Direkt am Eingang stand das Wachgebäude. Links davon schlossen sich vier überdachte Lagerbereiche an, in denen Dieselkraftstoff, Öl und Petroleum gelagert wurden. Weiter hinten begann der Bereich für die Munitionslagerung: Elf massive Munitionslagerhäuser, verteilt mit großzügigem Sicherheitsabstand, wurden dort errichtet. Diese Bunkerähnlichen Gebäude waren mit dicken Stahlbetonwänden und einer Tarnschicht aus Erde ausgestattet. Ihre Eingänge wurden durch drei Meter breite und 25 Zentimeter dicke Stahltore geschützt, die nur mit einem Kettenzug geöffnet werden konnten.
Sämtliche Zufahrten waren befestigt, sodass Lastwagen problemlos vor die Lagerhäuser fahren konnten. Da auf dem gesamten Areal keine Wasserversorgung vorhanden war, wurden zwei große Zisternen für die Löschwasserversorgung gebaut.

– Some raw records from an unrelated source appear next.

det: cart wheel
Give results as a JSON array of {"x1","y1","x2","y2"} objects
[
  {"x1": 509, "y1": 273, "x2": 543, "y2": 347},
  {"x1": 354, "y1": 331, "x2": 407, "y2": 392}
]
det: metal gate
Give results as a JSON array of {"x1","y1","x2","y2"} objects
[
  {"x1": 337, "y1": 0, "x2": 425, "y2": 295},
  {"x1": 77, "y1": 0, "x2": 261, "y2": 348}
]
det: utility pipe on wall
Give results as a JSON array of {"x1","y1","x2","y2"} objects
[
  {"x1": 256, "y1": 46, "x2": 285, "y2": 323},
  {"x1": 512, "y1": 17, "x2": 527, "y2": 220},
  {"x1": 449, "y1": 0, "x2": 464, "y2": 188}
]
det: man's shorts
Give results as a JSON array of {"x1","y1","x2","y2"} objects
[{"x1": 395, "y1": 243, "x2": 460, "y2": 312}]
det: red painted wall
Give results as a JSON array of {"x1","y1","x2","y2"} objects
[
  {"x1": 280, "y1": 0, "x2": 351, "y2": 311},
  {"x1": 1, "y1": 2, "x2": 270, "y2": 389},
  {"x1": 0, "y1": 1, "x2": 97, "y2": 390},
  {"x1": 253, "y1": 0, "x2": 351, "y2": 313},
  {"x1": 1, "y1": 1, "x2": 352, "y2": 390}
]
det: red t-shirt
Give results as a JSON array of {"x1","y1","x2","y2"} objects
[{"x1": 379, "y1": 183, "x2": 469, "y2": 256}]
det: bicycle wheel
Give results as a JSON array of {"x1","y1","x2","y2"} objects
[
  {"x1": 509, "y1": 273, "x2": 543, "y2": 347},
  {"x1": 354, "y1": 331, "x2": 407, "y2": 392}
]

Mit dem Ende des Kalten Krieges verlor das Depot seine strategische Bedeutung. 1994 wurde die Anlage aufgegeben und in den folgenden Jahren weitgehend zurückgebaut. Die Renaturierung des Geländes ließ viele Spuren des einstigen militärischen Komplexes verschwinden. Dennoch sind auch heute noch Relikte aus dieser Zeit sichtbar:
Teile des Zauns sowie das Haupttor sind erhalten geblieben.
Das Wachgebäude und die Betriebsstoffhallen wurden abgerissen, während die Eingänge zu den Munitionslagerhäusern mit Erde verfüllt wurden.
Ein einziges Munitionslagerhaus, Nummer 1, existiert noch und wird heute anderweitig genutzt. Selbstverständlich befindet sich dort keine Munition mehr.
Die Fundamente der ehemaligen Hallen sind noch vorhanden und dienen heute der Forstwirtschaft als Lagerfläche.
Das einst stark bewachte Areal ist mittlerweile frei zugänglich. Mit Kraftfahrzeugen darf das Gelände jedoch nicht befahren werden. Wer die Stille des Sollings auf sich wirken lässt, kann bei einem Spaziergang noch die verbliebenen Spuren dieses Relikts aus einer längst vergangenen Epoche entdecken.